The case made it to the Illinois Supreme Court, which ruled that while there had been no determination of his fitness as a parent, the state was nonetheless justified in depriving him of parental rights based on the sole fact that he had not been married to the mother. Whether or not Mr. Stanley was a fit parent was irrelevant. In filings with the US Supreme Court, the State of Illinois argued that all unwed fathers are unfit parents, making it unnecessary to provide each unwed father a hearing.

== Decision ==
The US Supreme Court found in favor of Mr. Stanley by arguing that as a matter of due process, unwed fathers are guaranteed the same rights as married or divorced fathers. The state assumes custody of children involving other categories of parents only after a hearing is held to determine their parental fitness, and it requires proof of negligence to deem them unable to provide primary care. Thus, the same process must be applied for children born to parents outside of wedlock.

The Court also held that Illinois' denial of unwed fathers a hearing and extending it to all other parents (wed fathers, both wed and unwed mothers) violated the equal protection of the laws guaranteed by the Fourteenth Amendment.

===Dissent===
In a dissenting opinion, Chief Justice Burger and Justice Blackmun held that states had the right to draw an arbitrary distinction between wed and unwed fathers to protect the welfare of the child. They argued that Mr.

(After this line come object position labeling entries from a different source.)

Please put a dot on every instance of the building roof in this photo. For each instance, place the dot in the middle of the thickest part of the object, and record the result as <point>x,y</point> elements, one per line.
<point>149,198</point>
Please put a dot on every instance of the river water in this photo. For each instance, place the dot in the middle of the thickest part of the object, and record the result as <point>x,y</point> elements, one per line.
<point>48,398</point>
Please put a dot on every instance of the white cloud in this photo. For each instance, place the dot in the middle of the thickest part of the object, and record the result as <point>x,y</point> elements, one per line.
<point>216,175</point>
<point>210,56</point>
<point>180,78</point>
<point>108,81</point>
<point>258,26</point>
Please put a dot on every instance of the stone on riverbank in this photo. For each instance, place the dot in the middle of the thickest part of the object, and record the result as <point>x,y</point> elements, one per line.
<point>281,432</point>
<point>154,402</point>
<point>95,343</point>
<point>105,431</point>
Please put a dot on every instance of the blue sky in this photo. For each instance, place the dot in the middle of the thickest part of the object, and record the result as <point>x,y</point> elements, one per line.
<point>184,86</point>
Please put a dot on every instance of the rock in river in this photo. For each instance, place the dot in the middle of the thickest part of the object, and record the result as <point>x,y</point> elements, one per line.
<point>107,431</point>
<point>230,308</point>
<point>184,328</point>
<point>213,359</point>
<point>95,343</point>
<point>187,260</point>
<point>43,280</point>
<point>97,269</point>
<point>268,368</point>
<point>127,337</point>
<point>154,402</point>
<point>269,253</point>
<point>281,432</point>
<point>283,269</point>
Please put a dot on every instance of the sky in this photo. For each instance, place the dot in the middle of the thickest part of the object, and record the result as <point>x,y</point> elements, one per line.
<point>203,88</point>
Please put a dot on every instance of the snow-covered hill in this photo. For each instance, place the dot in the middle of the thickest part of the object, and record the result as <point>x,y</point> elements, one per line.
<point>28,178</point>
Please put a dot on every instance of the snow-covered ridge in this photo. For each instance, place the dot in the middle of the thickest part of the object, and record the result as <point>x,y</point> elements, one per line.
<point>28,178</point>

Stanley had 18 years to assume the burden.

They also argued, "I believe that a State is fully justified in concluding, on the basis of common human experience, that the biological role of the mother in carrying and nursing an infant creates stronger bonds between her and the child than the bonds resulting from the male's often casual encounter."

He essentially argued in favor of the tender years doctrine, which had already begun being eliminated from state statutes that determined custody after divorce.

== Aftermath ==
The case was an important step for the rights of fathers and children. Until then, most states held a similar position to Illinois: unwed fathers were de facto unfit to care for their children, and their children should instead be made wards of the state.

Perhaps the most important implication of the case was for custody law regarding divorce, as most states had held to the tender years doctrine, which held that mothers were better suited biologically as primary caregivers than were fathers. The few states who had yet to change the laws were in effect put on notice that if the Supreme Court was supporting equal protection for unwed fathers, it would do so for divorcing fathers as well.